Enviada em 16/07/2020

O conceito moderno de universidade surgiu na Ásia durante o século V, a Universidade de Nalanda, na Índia. Comandada por budistas, tinham como preceito básico a extensa vivência como fator fundamental para o desenvolvimento da sabedoria. Contudo, atualmente, a sociedade moderna baseada em uma mentalidade produtiva associada a juventude e a estigmatização do idoso e sua capacidade mental, tem marginalizado as camadas etárias mais velhas as afastando da educação de nível superior.

Em primeiro lugar, é imprescindível pontuar que as relações humanas após a Revolução Industrial estabeleceram a valorização da juventude como condição para o progresso.
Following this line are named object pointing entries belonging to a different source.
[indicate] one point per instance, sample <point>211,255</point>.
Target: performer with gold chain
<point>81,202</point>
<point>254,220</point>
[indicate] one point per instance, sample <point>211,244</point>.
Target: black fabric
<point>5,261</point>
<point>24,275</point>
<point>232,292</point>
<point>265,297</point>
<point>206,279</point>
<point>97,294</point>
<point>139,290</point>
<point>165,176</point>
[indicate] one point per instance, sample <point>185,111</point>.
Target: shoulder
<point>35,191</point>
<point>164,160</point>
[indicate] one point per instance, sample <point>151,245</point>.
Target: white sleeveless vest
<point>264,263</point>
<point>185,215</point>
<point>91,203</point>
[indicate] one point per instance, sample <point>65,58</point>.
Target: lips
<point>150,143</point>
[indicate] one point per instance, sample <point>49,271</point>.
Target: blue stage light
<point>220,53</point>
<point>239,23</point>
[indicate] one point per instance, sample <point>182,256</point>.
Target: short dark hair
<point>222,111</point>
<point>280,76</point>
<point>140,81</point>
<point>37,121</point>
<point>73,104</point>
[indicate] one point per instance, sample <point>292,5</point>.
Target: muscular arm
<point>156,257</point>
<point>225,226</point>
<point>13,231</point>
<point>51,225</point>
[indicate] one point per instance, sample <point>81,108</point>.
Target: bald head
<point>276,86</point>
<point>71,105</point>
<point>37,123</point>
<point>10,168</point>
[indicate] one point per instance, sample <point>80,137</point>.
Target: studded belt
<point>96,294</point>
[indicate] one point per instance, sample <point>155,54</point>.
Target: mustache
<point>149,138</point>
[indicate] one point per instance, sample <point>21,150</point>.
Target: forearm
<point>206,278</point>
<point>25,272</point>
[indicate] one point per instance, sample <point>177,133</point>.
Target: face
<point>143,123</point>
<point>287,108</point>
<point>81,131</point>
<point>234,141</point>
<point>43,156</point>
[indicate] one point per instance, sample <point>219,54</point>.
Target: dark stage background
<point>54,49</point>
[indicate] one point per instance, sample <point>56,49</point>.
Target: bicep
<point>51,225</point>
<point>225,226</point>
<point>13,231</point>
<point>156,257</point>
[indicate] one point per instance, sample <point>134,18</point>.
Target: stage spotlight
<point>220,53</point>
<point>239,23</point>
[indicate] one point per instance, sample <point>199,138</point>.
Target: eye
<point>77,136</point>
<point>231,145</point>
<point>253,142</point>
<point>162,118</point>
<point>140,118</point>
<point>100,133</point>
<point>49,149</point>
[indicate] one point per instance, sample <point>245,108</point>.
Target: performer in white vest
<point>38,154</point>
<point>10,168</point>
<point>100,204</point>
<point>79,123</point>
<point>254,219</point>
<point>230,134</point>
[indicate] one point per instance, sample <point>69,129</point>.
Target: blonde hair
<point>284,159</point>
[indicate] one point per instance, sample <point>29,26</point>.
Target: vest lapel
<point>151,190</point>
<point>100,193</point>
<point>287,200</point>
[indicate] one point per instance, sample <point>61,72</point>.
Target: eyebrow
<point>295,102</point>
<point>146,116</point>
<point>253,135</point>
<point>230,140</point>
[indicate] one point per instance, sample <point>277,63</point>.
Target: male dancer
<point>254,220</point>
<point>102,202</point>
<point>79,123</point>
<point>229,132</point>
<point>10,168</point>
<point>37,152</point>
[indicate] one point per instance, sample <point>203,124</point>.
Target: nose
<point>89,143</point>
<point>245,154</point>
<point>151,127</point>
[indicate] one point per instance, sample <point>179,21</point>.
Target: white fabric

Por certo, isso ocorre devido a cultura consumista e  suas exigências para a alta produção. Conforme o sociólogo Zygmunt Bauman, em seu livro Vida Para Consumo, deixamos de viver como produtores e passamos a uma organização social baseada puramente no consumo. Desse modo, as pessoas se tornaram elas próprias mercadorias descartáveis que com o tempo ficam obsoletas.

Secundariamente, é importante destacar que com os avanços tecnológicos na área da saúde e o aumento do desenvolvimento econômico brasileiro,  a expectativa de vida aumentou significativamente. Segundo levantamento do IBGE, a expectativa de vida das pessoas expandiu 41,7 anos em pouco mais de um século, enquanto a taxa de fecundidade vem caindo progressivamente. Nesse sentido, a tendência do país será de ser um “país idoso”, porém essa parcela é estigmatizada, sendo relacionada a incapacidade cognitiva. E como consequência são afastados da acadêmia.

Portanto, é imprescindível intervenção nesse cenário pelo poder legislativo por meio de um projeto de lei que estabeleça cotas de acesso nas instituições públicas de nível superior -em cursos de licenciatura- para a parcela mais velha da comunidade civil. Ademais, com o objetivo de fomentar relação intergeracional, durante a formação, será exigido o desenvolvimento de projetos pedagógicos desses alunos da graduação para o ensino básico. Com isso, talvez, a doutrina de Nalanda, retorne.